Gut Microbiota and Probiotics/Prebiotics

Probiotics are active microorganisms that stabilize the intestinal ecosystem, promote nutrient absorption, protect the intestinal mucosal barrier, and modulate immunity. In a randomized controlled trial involving 60 children with AL receiving chemotherapy, patients in the probiotic group reported significantly fewer gastrointestinal side effects [136]. A systematic evaluation of probiotics has shown a significant reduction in gastrointestinal side effects as well, with a reduction in the frequency and severity of diarrhea in patients with cancer [137]. However, some studies have shown that probiotics are not effective for cancer complications such as diarrhea [138]. Therefore, treatment with probiotics cannot be generalized, and the mechanism of action may be related to the patient's tolerance level.

Prebiotics are found in certain foods, such as soybean extract, and have an indirect effect by altering the composition of the gut flora. For example, a soy–whey mixture significantly increased the diversity of the gut microbiota and was effective in improving muscle condition in AL survivors [120]. A study in mice with allogeneic bone marrow transplantation showed that the addition of a soy–whey protein mixture accelerated the recovery of hematopoietic function and the reconstitution of immune function [139]. In addition, polysaccharides and ginsenosides extracted from American ginseng were found to be protective against CTX therapy [140]. Enteral nutrition can rapidly restore the balance of gut microbiota after HSCT [80]. Therefore, moderate addition of prebiotics is another therapeutic approach to improve the structure of the intestinal flora.

Discussion

In the coming years, the study of the relationship between the gut microbiota and leukemia is expected to achieve more in-depth and comprehensive results.
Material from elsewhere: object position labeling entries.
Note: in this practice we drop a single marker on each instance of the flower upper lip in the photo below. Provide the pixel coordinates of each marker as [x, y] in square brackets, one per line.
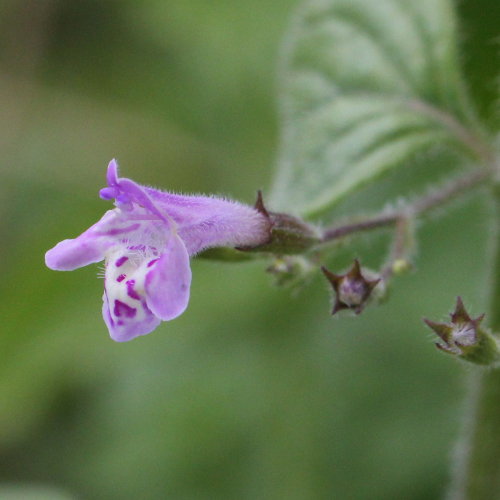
[146, 242]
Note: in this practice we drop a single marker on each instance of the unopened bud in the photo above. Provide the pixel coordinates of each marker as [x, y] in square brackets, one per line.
[465, 338]
[352, 289]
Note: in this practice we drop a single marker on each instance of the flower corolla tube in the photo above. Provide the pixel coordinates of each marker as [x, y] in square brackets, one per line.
[146, 242]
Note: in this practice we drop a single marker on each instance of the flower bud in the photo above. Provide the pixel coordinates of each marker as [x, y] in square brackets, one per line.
[465, 338]
[288, 234]
[352, 289]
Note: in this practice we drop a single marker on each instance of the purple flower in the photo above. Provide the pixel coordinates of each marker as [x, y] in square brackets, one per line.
[146, 242]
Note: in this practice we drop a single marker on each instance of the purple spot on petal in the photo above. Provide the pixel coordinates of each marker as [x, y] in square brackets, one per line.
[130, 290]
[121, 261]
[122, 309]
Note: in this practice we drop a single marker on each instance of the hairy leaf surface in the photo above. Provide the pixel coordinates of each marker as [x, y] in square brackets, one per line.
[364, 86]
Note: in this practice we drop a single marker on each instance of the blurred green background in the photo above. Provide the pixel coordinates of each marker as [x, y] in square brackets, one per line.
[253, 393]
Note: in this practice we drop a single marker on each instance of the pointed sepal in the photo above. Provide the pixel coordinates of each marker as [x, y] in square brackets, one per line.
[464, 338]
[352, 289]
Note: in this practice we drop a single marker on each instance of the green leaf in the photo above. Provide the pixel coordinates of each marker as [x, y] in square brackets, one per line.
[366, 85]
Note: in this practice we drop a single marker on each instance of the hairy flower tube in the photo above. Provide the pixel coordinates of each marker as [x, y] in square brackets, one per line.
[146, 242]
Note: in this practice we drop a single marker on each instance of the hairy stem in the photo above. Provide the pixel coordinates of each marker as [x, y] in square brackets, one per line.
[415, 209]
[477, 472]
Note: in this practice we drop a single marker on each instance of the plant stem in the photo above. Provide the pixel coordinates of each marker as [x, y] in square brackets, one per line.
[477, 472]
[415, 209]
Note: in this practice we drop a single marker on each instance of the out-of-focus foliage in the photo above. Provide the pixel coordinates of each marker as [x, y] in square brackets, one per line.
[365, 87]
[252, 393]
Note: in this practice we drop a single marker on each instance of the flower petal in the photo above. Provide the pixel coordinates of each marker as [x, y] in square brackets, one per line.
[167, 284]
[126, 322]
[91, 245]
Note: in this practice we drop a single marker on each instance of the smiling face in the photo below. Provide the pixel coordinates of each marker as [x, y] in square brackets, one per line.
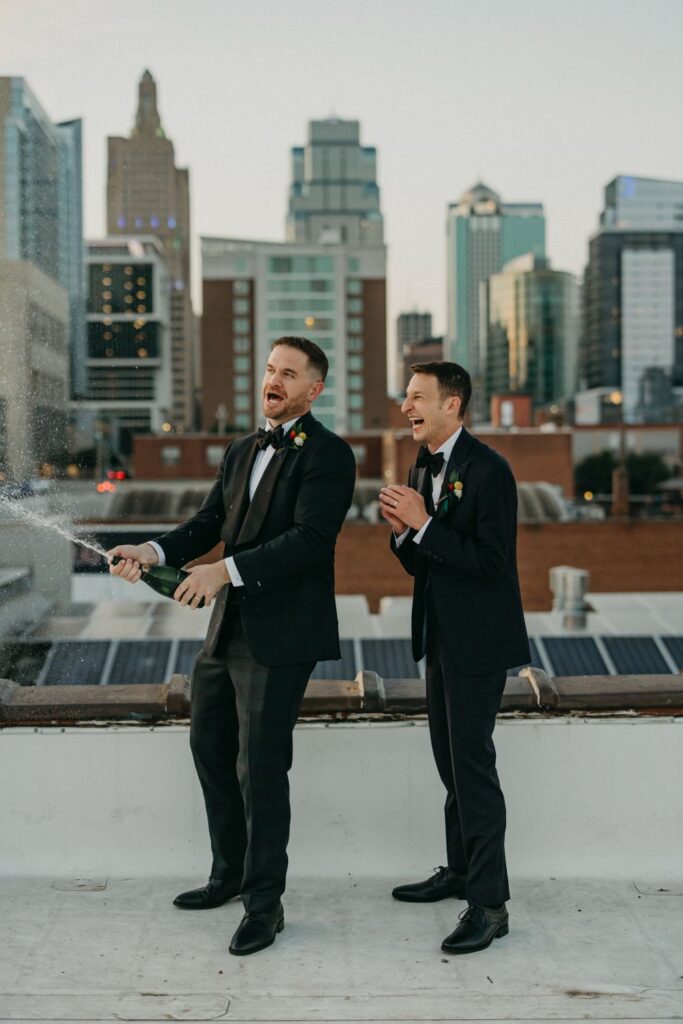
[290, 385]
[432, 417]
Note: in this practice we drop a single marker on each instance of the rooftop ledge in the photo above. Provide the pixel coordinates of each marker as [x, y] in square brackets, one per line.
[531, 692]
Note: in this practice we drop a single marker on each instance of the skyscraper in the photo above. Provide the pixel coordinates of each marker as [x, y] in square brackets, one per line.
[483, 233]
[146, 194]
[41, 278]
[632, 342]
[255, 292]
[334, 196]
[531, 331]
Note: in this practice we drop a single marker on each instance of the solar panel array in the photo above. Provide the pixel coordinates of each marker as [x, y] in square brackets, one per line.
[83, 663]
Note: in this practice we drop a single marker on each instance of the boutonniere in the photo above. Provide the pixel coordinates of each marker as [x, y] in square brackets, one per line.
[452, 492]
[294, 439]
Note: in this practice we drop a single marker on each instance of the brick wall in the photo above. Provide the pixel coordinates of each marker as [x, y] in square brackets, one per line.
[620, 556]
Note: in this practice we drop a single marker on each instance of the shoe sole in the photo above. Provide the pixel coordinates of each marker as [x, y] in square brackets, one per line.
[428, 899]
[503, 930]
[205, 906]
[256, 949]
With advances in technology, such as more advanced sequencing techniques and more precise analytical methods, we will be able to more clearly reveal the complex causal relationship between the gut microbiota and the development of leukemia.

On the therapeutic side, gut microbiota-based therapies such as FMT, probiotics, and prebiotics, which we summarized through ClinicalTrials.gov, are still relatively sparse in ongoing or completed studies in recent years (Table 4), but are expected to be further optimized and standardized. More large-scale, multicenter clinical trials will provide stronger evidence for the efficacy and safety of these therapies, leading to more personalized treatment options for patients with leukemia.

Table 4 Current or completed studies on FMT

With regard to the role of the gut microbiota in leukemia complications, future studies will focus on clarifying the specific mechanisms and regulatory pathways, leading to the development of more targeted preventive and therapeutic strategies to reduce the incidence and severity of complications.

In the field of immunotherapy, the importance of the gut microbiota is already being demonstrated [141]. By gaining a deeper understanding of how the gut microbiota affects the immune system's response to leukemia, it is expected that combination therapies will be developed to improve the efficacy of immunotherapy. In addition, with a deeper understanding of the interaction between the gut microbiota and leukemia, interdisciplinary collaborations will become closer, including experts in microbiology, immunology, oncology, and other fields working together to promote the translation of basic research into clinical applications. This will bring new breakthroughs in the treatment of leukemia and improve the survival rate and quality of life for patients.

Conclusion

In conclusion, in this study, the intestinal flora were explored in depth and found to be strongly associated with tumorigenesis, tumor growth, HSCT, and chemotherapy efficacy. Thus, modulation of the gut flora supplemented with appropriate interventions is expected to revolutionize the treatment and management of leukemia in the future.